# HMSAS Southern Sea



## Popeye1975 (Feb 1, 2017)

Although a Royal Navy signalman, my father may have served for a short time aboard the converted trawler 'Southern Sea' probably in the Mediterranean in 1941. He may have served with a Raymond Clarke of 249 Loop Street Pietermaritzburg, and a character known as 'Lofty'. 

Does anyone know of any way to check with South African Naval records to verify any of these facts? Oh, and to save everyone a lot of time, I already have the pathetic excuse of a Royal Naval Record from TNT.


----------



## jg grant (Nov 22, 2007)

Hi from New Zealand. Lots of clued up people on this site.
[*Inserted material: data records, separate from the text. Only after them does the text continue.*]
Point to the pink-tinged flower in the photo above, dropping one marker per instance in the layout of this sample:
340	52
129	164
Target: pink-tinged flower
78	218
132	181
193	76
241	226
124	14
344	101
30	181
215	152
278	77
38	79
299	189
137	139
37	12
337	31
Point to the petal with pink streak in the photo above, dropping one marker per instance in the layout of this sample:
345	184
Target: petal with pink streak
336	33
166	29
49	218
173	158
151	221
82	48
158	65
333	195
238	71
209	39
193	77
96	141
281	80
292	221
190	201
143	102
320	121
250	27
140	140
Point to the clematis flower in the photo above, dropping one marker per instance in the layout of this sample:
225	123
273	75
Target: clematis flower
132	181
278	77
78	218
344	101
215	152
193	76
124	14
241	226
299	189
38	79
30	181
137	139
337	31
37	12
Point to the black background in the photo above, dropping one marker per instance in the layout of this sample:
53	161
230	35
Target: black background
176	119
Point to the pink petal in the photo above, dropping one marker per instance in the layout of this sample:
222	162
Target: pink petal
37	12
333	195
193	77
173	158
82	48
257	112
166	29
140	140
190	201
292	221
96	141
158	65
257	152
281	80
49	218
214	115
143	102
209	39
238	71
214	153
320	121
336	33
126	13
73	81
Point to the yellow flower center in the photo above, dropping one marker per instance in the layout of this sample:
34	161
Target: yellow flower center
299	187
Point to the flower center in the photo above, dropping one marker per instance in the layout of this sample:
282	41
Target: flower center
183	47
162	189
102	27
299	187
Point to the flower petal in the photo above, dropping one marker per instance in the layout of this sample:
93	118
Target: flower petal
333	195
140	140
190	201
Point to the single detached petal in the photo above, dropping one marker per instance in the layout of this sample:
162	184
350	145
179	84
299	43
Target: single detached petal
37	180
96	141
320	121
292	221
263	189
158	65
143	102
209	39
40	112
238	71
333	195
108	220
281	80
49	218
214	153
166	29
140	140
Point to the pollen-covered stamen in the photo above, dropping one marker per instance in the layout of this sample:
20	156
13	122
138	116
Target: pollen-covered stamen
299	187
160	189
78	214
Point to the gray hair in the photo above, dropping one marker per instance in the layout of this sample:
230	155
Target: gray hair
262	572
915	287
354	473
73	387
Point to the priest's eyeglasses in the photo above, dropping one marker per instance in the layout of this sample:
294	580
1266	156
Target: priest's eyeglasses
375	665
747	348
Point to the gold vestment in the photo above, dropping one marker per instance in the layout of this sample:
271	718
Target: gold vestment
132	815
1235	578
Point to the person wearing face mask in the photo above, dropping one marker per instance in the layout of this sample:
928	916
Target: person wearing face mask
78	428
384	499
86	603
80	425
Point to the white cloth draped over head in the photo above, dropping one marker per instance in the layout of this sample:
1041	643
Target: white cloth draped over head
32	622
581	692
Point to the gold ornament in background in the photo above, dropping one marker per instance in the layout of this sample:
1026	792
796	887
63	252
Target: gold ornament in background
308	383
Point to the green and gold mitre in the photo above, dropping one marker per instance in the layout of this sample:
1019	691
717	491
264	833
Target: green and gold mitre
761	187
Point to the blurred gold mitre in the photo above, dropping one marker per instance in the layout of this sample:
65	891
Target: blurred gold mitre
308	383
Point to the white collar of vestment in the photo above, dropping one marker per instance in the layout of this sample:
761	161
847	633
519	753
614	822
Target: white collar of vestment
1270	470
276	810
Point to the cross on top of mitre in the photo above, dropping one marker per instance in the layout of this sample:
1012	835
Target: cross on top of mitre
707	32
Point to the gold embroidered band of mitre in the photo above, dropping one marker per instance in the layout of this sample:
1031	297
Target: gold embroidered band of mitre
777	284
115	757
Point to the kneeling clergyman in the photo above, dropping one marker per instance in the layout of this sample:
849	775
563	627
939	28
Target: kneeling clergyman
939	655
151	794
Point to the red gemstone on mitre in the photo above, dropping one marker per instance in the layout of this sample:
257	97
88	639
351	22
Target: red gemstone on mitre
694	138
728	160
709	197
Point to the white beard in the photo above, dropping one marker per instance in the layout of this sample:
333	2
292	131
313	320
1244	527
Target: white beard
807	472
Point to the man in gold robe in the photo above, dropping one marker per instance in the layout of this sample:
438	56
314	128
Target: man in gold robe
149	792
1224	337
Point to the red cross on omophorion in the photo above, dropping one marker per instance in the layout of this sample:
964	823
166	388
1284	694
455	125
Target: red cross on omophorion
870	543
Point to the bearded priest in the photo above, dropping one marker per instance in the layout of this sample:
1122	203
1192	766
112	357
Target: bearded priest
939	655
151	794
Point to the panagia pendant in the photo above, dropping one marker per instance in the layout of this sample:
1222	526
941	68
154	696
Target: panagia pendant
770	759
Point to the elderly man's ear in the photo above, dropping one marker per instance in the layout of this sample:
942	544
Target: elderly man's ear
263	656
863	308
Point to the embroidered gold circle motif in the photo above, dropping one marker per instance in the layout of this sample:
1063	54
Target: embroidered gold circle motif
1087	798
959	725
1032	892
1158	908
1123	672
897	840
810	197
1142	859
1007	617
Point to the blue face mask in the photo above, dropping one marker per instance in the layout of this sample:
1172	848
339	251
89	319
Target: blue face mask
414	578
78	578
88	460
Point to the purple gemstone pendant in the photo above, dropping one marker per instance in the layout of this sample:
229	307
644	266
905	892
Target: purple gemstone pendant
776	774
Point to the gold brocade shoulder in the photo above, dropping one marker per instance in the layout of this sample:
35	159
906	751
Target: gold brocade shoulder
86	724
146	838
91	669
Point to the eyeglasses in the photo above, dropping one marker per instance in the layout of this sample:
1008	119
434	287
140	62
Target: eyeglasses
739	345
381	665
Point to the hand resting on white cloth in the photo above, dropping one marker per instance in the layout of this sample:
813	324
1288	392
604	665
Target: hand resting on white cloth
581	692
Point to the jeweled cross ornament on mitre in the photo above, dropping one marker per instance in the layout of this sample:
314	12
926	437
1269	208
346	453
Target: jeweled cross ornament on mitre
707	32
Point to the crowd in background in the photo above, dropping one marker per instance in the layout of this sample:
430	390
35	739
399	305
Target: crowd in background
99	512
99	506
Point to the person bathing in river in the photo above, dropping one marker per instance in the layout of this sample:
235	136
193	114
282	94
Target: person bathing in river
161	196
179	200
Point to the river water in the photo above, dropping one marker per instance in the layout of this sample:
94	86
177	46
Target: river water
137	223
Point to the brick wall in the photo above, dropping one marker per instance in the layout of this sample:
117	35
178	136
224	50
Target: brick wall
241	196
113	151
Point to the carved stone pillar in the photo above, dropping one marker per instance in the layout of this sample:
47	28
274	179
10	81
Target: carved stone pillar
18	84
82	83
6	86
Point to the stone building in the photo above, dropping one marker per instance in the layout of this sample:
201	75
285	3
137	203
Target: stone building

Good luck.


----------



## exsailor (Dec 18, 2005)

Maybe an enquiry to the South African Naval Museum will result in an answer to your question or at least point you in the right direction.
http://www.simonstown.com/navalmuseum/index.htm

Dennis.


----------



## harrycharmaine (Jun 13, 2019)

Good Day Popeye, are you still looking for information on HMSAS Southern Sea?
What was your Fathers name, I have a group photo with names and a photo of Lofty, Bob Barker, Bob Lee, Burt Thorrton, Seaman Gunner Tommy Brews, Sea AE Holt, Regards Harry


----------